The rand’s recovery from a four-year low against the dollar on Aug. 28 has given policy makers room to keep borrowing costs unchanged even as inflation exceeded the bank’s 3 percent to 6 percent target band for a second month in August. Marcus said that breach will probably be temporary, enabling the Reserve Bank to help foster growth in an economy that’s set to expand this year at the slowest pace since a 2009 recession.
“We are still firmly in neutral mode in monetary policy,” Elize Kruger, an economist at KADD Capital in Johannesburg, said in a phone interview. “I doubt they will move preemptively in this current cycle because economic growth is still below potential growth. They are going to have to give the economy more time to recover before thinking of hiking rates.”
The central bank kept its average inflation forecast for this year unchanged at 5.9 percent, while raising next year’s projection to 5.8 percent from 5.5 percent, and predicting 5.4 percent in 2015. Inflation accelerated to 6.4 percent in August from 6.3 percent in the previous month, in line with the median estimate of 23 economists surveyed by Bloomberg survey.
While the rand slumped 18 percent against the dollar in the first eight months of the year, pushing up fuel and food prices, the currency surged 6.8 percent since the start of September, curbing inflation expectations.
The rand weakened 1 percent to 9.6819 per dollar as of 6:16 p.m. in Johannesburg, compared with 9.6276 before Marcus began speaking. The yield on 13-year bonds bonds fell 24 basis points to 7.91 percent.
“A sustained breach of the inflation target is not our central forecast but the upside risks to the inflation outlook require careful monitoring,” Marcus said. “The risks to the inflation outlook from the exchange rate remain elevated and dependent on its future trend. A sustained depreciation trend could pose a significant risk.”

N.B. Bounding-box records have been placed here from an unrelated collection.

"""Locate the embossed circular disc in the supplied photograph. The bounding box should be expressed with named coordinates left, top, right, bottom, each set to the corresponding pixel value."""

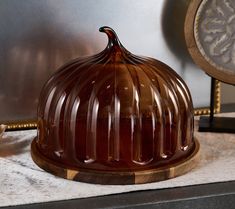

left=185, top=0, right=235, bottom=84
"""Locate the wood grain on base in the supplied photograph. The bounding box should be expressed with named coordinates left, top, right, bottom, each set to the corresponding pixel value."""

left=31, top=139, right=200, bottom=184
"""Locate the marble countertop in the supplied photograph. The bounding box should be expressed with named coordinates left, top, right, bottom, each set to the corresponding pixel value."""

left=0, top=114, right=235, bottom=207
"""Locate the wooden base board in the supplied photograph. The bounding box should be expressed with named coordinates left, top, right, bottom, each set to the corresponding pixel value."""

left=31, top=139, right=200, bottom=185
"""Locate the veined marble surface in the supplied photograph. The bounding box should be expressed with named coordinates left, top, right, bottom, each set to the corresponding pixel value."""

left=0, top=114, right=235, bottom=207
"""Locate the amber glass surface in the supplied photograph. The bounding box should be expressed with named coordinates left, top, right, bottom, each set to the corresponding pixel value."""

left=37, top=27, right=194, bottom=171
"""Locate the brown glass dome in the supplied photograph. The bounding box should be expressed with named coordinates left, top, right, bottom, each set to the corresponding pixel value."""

left=32, top=27, right=198, bottom=184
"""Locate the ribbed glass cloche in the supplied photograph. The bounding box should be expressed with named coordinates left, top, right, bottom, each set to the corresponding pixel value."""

left=32, top=27, right=198, bottom=184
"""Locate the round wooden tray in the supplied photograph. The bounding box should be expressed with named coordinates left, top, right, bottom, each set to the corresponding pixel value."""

left=184, top=0, right=235, bottom=84
left=31, top=139, right=200, bottom=184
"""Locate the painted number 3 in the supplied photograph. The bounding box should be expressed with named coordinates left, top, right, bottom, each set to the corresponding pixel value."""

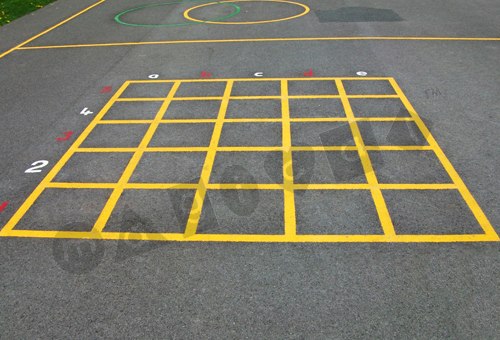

left=25, top=160, right=49, bottom=174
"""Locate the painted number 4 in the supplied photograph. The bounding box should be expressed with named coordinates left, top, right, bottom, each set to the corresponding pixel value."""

left=25, top=160, right=49, bottom=174
left=80, top=107, right=94, bottom=116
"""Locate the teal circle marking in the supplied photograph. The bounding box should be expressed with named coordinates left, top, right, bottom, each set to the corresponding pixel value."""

left=115, top=1, right=240, bottom=27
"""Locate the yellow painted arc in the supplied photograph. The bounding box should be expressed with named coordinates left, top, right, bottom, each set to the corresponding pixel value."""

left=184, top=0, right=311, bottom=25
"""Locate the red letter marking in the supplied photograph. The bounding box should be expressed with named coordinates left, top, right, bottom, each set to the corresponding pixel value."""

left=0, top=201, right=9, bottom=212
left=304, top=68, right=314, bottom=77
left=200, top=71, right=212, bottom=78
left=101, top=86, right=113, bottom=93
left=56, top=131, right=73, bottom=142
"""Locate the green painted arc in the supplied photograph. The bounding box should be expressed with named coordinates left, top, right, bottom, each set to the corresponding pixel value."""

left=115, top=0, right=241, bottom=27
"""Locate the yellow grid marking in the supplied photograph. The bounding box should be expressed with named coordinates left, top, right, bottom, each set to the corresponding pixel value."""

left=0, top=77, right=499, bottom=242
left=281, top=80, right=297, bottom=237
left=335, top=79, right=396, bottom=236
left=184, top=80, right=233, bottom=237
left=92, top=82, right=181, bottom=232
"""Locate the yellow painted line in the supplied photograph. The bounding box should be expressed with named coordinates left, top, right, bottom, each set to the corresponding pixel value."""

left=0, top=0, right=106, bottom=59
left=281, top=80, right=297, bottom=237
left=75, top=148, right=137, bottom=153
left=378, top=183, right=457, bottom=190
left=116, top=97, right=165, bottom=102
left=128, top=77, right=391, bottom=82
left=347, top=94, right=399, bottom=99
left=45, top=182, right=458, bottom=190
left=290, top=117, right=348, bottom=123
left=92, top=82, right=180, bottom=232
left=99, top=119, right=153, bottom=125
left=184, top=80, right=233, bottom=237
left=217, top=146, right=283, bottom=152
left=1, top=230, right=498, bottom=243
left=288, top=94, right=340, bottom=99
left=0, top=82, right=129, bottom=235
left=160, top=119, right=217, bottom=124
left=207, top=183, right=283, bottom=190
left=389, top=78, right=500, bottom=240
left=291, top=145, right=358, bottom=151
left=172, top=97, right=222, bottom=101
left=224, top=118, right=281, bottom=123
left=124, top=182, right=198, bottom=190
left=17, top=36, right=500, bottom=50
left=231, top=95, right=280, bottom=100
left=290, top=117, right=413, bottom=123
left=293, top=183, right=372, bottom=190
left=45, top=182, right=118, bottom=189
left=144, top=146, right=208, bottom=152
left=365, top=145, right=433, bottom=151
left=183, top=0, right=310, bottom=25
left=356, top=117, right=413, bottom=122
left=335, top=79, right=396, bottom=237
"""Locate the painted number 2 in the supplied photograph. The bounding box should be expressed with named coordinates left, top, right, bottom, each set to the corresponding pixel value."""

left=25, top=160, right=49, bottom=174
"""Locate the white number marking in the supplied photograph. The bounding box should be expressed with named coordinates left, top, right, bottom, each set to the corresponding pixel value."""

left=25, top=160, right=49, bottom=174
left=80, top=107, right=94, bottom=116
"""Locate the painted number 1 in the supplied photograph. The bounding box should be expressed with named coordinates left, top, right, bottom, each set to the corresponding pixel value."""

left=25, top=160, right=49, bottom=174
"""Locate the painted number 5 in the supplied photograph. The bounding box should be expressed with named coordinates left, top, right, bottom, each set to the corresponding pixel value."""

left=25, top=160, right=49, bottom=174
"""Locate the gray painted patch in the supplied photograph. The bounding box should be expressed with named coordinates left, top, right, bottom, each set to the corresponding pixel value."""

left=315, top=7, right=403, bottom=22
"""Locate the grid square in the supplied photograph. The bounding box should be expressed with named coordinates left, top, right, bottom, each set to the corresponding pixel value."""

left=368, top=151, right=452, bottom=183
left=289, top=98, right=346, bottom=118
left=295, top=190, right=383, bottom=235
left=231, top=81, right=281, bottom=97
left=382, top=190, right=483, bottom=235
left=149, top=123, right=214, bottom=147
left=54, top=152, right=132, bottom=183
left=288, top=80, right=339, bottom=96
left=16, top=188, right=111, bottom=231
left=358, top=122, right=428, bottom=146
left=292, top=151, right=366, bottom=184
left=349, top=98, right=410, bottom=117
left=210, top=151, right=283, bottom=183
left=82, top=124, right=149, bottom=148
left=198, top=190, right=284, bottom=235
left=130, top=152, right=205, bottom=183
left=175, top=81, right=226, bottom=98
left=342, top=80, right=396, bottom=95
left=163, top=100, right=221, bottom=119
left=291, top=122, right=354, bottom=146
left=104, top=189, right=195, bottom=233
left=219, top=123, right=281, bottom=146
left=1, top=78, right=498, bottom=242
left=226, top=99, right=281, bottom=118
left=120, top=83, right=173, bottom=98
left=103, top=101, right=163, bottom=120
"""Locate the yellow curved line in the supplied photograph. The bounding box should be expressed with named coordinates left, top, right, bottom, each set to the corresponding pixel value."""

left=183, top=0, right=311, bottom=25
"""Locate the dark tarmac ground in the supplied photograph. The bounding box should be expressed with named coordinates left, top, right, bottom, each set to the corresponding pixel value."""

left=0, top=0, right=500, bottom=339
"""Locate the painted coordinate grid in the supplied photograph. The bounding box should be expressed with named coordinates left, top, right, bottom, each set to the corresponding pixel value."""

left=0, top=77, right=499, bottom=242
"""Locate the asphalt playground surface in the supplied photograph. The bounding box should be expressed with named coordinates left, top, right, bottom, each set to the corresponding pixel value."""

left=0, top=0, right=500, bottom=339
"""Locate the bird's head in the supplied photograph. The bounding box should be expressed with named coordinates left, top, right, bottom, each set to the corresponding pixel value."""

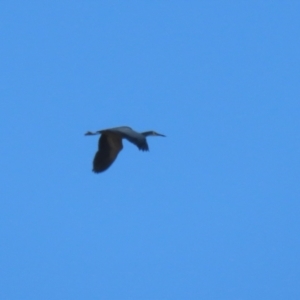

left=142, top=130, right=165, bottom=137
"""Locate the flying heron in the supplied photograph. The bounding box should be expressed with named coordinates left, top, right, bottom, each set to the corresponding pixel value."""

left=85, top=126, right=165, bottom=173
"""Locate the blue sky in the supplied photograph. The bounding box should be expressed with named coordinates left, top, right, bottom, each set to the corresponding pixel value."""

left=0, top=1, right=300, bottom=300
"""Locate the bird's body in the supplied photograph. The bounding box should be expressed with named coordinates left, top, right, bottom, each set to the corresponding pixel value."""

left=85, top=126, right=164, bottom=173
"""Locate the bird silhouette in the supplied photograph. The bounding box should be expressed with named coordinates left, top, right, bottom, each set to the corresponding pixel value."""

left=85, top=126, right=165, bottom=173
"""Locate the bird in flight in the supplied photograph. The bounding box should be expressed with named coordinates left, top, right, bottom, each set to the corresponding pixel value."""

left=85, top=126, right=165, bottom=173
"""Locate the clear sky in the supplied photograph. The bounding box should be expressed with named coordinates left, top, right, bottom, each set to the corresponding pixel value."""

left=0, top=0, right=300, bottom=300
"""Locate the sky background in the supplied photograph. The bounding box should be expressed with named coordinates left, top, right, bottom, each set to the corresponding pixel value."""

left=0, top=0, right=300, bottom=300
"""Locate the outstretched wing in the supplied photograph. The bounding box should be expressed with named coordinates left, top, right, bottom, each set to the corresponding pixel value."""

left=108, top=126, right=149, bottom=151
left=93, top=132, right=123, bottom=173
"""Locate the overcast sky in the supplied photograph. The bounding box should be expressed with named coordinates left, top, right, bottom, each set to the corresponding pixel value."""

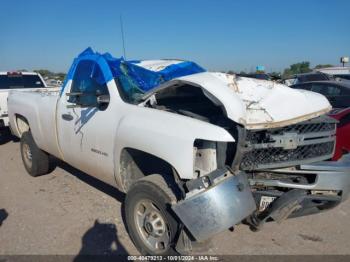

left=0, top=0, right=350, bottom=72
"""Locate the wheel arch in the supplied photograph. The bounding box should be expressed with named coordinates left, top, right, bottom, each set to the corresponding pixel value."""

left=117, top=147, right=182, bottom=198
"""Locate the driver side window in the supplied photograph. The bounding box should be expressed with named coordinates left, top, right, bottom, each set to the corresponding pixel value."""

left=68, top=60, right=109, bottom=107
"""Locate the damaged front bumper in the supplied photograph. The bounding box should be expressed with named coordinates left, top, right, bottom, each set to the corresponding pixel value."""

left=249, top=155, right=350, bottom=228
left=172, top=170, right=256, bottom=241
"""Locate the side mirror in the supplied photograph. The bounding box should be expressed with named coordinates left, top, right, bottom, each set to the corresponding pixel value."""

left=97, top=95, right=110, bottom=111
left=97, top=95, right=110, bottom=105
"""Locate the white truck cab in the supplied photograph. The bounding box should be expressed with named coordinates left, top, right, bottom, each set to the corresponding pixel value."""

left=0, top=72, right=46, bottom=129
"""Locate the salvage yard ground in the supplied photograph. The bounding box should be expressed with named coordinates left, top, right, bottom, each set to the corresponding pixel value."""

left=0, top=133, right=350, bottom=255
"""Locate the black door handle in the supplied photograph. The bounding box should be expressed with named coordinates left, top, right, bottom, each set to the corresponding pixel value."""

left=62, top=114, right=73, bottom=121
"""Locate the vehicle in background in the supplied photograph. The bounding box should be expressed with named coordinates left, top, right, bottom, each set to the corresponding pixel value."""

left=45, top=79, right=62, bottom=87
left=282, top=72, right=334, bottom=86
left=8, top=48, right=350, bottom=255
left=329, top=107, right=350, bottom=161
left=291, top=81, right=350, bottom=160
left=315, top=66, right=350, bottom=80
left=314, top=66, right=350, bottom=76
left=291, top=81, right=350, bottom=108
left=0, top=72, right=46, bottom=129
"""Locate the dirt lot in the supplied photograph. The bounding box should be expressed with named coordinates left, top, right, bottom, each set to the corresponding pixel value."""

left=0, top=133, right=350, bottom=255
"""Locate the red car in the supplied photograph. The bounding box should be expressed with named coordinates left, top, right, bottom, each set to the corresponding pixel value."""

left=329, top=107, right=350, bottom=161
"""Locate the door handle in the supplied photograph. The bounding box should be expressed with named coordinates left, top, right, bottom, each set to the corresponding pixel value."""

left=62, top=114, right=73, bottom=121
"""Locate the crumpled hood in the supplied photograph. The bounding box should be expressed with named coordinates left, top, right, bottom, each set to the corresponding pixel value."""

left=176, top=73, right=332, bottom=129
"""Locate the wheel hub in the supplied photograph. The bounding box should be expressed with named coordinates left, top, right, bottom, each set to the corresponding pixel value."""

left=135, top=200, right=170, bottom=252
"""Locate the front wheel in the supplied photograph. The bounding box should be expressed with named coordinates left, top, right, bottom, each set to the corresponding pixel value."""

left=125, top=175, right=180, bottom=255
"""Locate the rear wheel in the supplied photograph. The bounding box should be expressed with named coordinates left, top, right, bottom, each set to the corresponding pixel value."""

left=21, top=131, right=54, bottom=177
left=125, top=175, right=180, bottom=255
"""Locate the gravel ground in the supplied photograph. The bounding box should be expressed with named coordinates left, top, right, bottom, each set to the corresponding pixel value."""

left=0, top=133, right=350, bottom=256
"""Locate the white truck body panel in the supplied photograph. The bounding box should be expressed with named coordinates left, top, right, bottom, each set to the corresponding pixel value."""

left=180, top=72, right=331, bottom=129
left=0, top=72, right=46, bottom=127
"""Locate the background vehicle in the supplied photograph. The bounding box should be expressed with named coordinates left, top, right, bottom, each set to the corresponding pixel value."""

left=0, top=72, right=46, bottom=129
left=8, top=49, right=350, bottom=255
left=291, top=81, right=350, bottom=160
left=283, top=72, right=334, bottom=86
left=291, top=81, right=350, bottom=108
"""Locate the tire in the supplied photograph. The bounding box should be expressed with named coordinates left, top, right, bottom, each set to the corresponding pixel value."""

left=124, top=175, right=181, bottom=255
left=21, top=131, right=54, bottom=177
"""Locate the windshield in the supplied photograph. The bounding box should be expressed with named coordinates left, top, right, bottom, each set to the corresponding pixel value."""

left=0, top=74, right=45, bottom=89
left=114, top=64, right=145, bottom=104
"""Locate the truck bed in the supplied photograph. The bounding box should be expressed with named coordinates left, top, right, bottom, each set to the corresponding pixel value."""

left=8, top=88, right=60, bottom=156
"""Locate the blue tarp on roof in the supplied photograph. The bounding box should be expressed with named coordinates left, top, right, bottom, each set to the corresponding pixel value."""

left=62, top=47, right=205, bottom=92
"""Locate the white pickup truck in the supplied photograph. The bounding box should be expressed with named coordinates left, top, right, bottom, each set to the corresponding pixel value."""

left=8, top=49, right=350, bottom=255
left=0, top=72, right=46, bottom=132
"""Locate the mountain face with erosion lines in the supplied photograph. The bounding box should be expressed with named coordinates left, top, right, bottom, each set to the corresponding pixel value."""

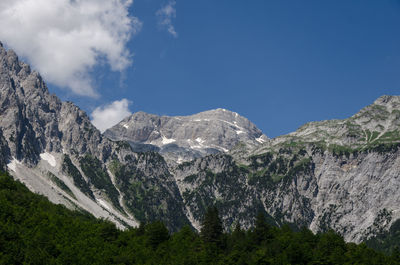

left=104, top=109, right=268, bottom=164
left=0, top=44, right=400, bottom=242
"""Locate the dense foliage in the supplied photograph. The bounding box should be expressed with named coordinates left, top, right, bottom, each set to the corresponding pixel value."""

left=0, top=174, right=400, bottom=264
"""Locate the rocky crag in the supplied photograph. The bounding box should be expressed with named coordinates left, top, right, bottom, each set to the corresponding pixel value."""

left=104, top=109, right=268, bottom=164
left=0, top=42, right=400, bottom=242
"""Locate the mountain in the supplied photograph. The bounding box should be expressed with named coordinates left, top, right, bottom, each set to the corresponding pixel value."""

left=0, top=42, right=400, bottom=242
left=104, top=109, right=268, bottom=164
left=0, top=42, right=188, bottom=229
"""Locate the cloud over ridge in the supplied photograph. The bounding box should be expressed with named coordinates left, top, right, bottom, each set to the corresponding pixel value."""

left=91, top=98, right=132, bottom=132
left=156, top=0, right=178, bottom=38
left=0, top=0, right=142, bottom=97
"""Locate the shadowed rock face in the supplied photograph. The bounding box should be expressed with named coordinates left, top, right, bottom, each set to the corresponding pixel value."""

left=104, top=109, right=268, bottom=163
left=0, top=44, right=400, bottom=242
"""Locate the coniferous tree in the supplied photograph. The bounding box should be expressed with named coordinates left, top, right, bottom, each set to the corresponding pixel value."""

left=200, top=206, right=223, bottom=246
left=146, top=221, right=169, bottom=249
left=253, top=212, right=271, bottom=244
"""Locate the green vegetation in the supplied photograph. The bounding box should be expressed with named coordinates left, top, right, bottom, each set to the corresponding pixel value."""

left=366, top=220, right=400, bottom=255
left=0, top=174, right=400, bottom=264
left=109, top=152, right=189, bottom=231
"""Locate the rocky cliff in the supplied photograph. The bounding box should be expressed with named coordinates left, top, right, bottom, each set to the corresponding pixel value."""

left=0, top=42, right=400, bottom=242
left=104, top=109, right=268, bottom=164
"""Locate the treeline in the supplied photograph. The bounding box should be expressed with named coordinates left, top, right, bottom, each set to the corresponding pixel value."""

left=0, top=171, right=400, bottom=264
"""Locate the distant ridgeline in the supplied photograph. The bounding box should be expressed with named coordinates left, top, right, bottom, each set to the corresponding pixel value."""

left=0, top=44, right=400, bottom=248
left=0, top=171, right=400, bottom=264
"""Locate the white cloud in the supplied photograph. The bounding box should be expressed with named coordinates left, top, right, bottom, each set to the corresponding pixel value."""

left=0, top=0, right=142, bottom=97
left=91, top=98, right=132, bottom=132
left=156, top=0, right=178, bottom=38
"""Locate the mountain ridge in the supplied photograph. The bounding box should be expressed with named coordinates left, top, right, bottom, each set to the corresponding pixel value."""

left=104, top=108, right=268, bottom=164
left=0, top=44, right=400, bottom=242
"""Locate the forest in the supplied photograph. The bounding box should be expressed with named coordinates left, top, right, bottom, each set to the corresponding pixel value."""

left=0, top=173, right=400, bottom=264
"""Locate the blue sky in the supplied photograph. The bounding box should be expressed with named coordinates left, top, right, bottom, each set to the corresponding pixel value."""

left=0, top=0, right=400, bottom=137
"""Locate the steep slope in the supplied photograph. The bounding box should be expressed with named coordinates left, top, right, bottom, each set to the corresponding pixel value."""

left=104, top=109, right=268, bottom=163
left=174, top=96, right=400, bottom=242
left=0, top=42, right=187, bottom=229
left=0, top=42, right=400, bottom=242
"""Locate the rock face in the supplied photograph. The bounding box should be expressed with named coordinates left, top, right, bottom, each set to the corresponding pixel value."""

left=0, top=44, right=400, bottom=242
left=0, top=42, right=188, bottom=229
left=104, top=109, right=268, bottom=163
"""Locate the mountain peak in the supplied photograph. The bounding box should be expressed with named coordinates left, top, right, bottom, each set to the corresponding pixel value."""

left=104, top=108, right=268, bottom=162
left=374, top=95, right=400, bottom=105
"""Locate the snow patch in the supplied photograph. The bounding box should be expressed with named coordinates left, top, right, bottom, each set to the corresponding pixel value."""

left=7, top=158, right=21, bottom=172
left=96, top=199, right=111, bottom=210
left=162, top=136, right=176, bottom=144
left=40, top=152, right=57, bottom=167
left=256, top=136, right=265, bottom=144
left=176, top=156, right=184, bottom=164
left=196, top=137, right=205, bottom=144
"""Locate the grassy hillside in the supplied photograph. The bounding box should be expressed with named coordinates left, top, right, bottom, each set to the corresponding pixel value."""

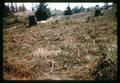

left=3, top=9, right=117, bottom=80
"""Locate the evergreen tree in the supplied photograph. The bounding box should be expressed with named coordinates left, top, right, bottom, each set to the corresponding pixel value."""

left=104, top=3, right=109, bottom=9
left=3, top=4, right=10, bottom=17
left=64, top=5, right=72, bottom=15
left=80, top=5, right=85, bottom=12
left=35, top=3, right=50, bottom=21
left=21, top=4, right=26, bottom=12
left=15, top=3, right=18, bottom=12
left=10, top=3, right=15, bottom=13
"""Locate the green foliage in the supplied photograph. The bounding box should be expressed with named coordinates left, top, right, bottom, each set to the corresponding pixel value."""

left=72, top=6, right=80, bottom=13
left=64, top=6, right=72, bottom=15
left=80, top=6, right=85, bottom=12
left=72, top=6, right=85, bottom=13
left=35, top=3, right=51, bottom=21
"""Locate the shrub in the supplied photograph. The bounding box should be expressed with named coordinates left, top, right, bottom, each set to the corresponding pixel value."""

left=35, top=3, right=50, bottom=21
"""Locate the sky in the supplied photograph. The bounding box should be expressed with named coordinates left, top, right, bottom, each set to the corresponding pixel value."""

left=5, top=2, right=112, bottom=11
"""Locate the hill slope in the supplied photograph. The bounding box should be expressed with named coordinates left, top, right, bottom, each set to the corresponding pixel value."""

left=3, top=9, right=117, bottom=80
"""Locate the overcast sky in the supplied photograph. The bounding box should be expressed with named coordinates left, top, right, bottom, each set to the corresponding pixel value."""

left=5, top=2, right=112, bottom=10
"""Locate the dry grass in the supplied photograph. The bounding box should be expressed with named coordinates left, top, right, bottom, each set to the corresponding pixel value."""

left=3, top=7, right=117, bottom=80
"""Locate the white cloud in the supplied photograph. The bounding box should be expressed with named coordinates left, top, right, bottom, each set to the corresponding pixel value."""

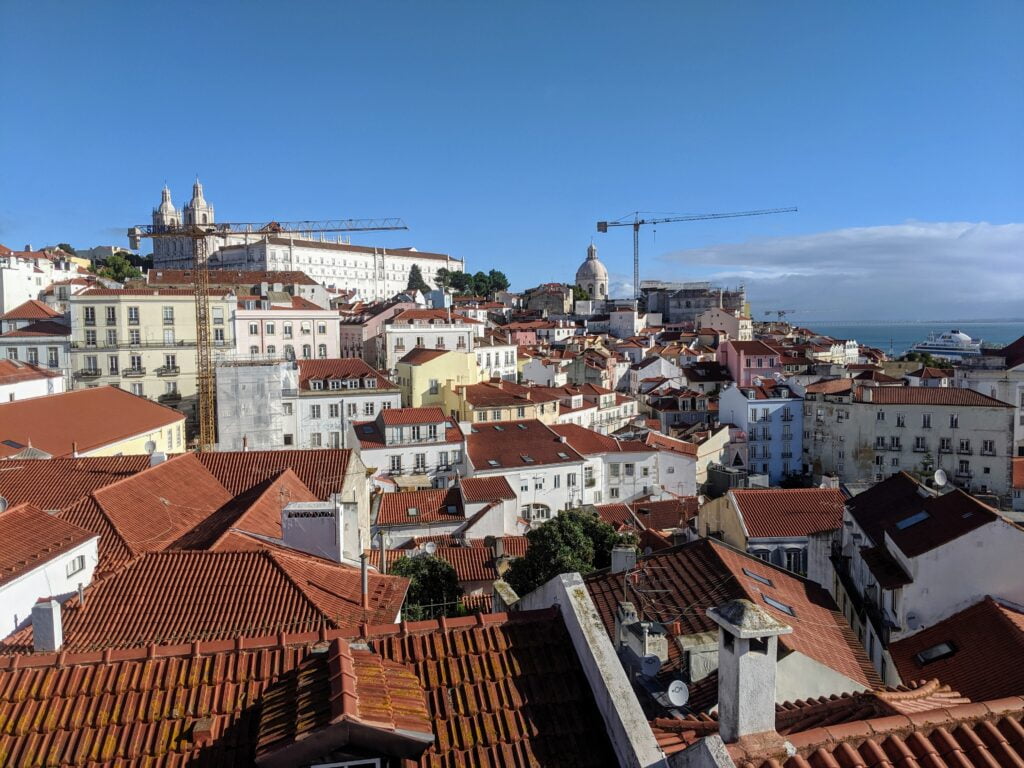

The benchmark rate has remained unchanged at the lowest level in more than 30 years since July 2012 to spur economic growth. The central bank expects the economy to grow 2 percent this year, 3.3 percent in 2014 and 3.6 percent in the following year, the same as it forecast two months ago.
“Manufacturing output is expected to be adversely affected by protracted strikes, particularly in the motor vehicle sector,” Marcus said.
The MPC said while there are some signs that the depreciation of the rand this year is starting to boost producer prices, the impact of the weaker currency on inflation has been muted due to low demand in the economy and an inability of retailers to pass on higher prices to consumers. A 10 percent fall in the currency usually adds 2 percentage points to the inflation rate, according to the central bank.
Inflation expectations are little changed, according to a survey conducted on behalf of the Reserve Bank by the Bureau for Economic Research. Financial analysts, business executives and labor union officials predict the inflation rate will average 6.2 percent in 2014, compared with 6.1 percent estimated in the second quarter, the bureau said in a statement today.
“Should the risks to the medium-term inflation outlook deteriorate significantly, the MPC will not hesitate to take appropriate action in order to maintain the integrity of the inflation-targeting framework and to anchor inflation expectations at a lower level,” Marcus said.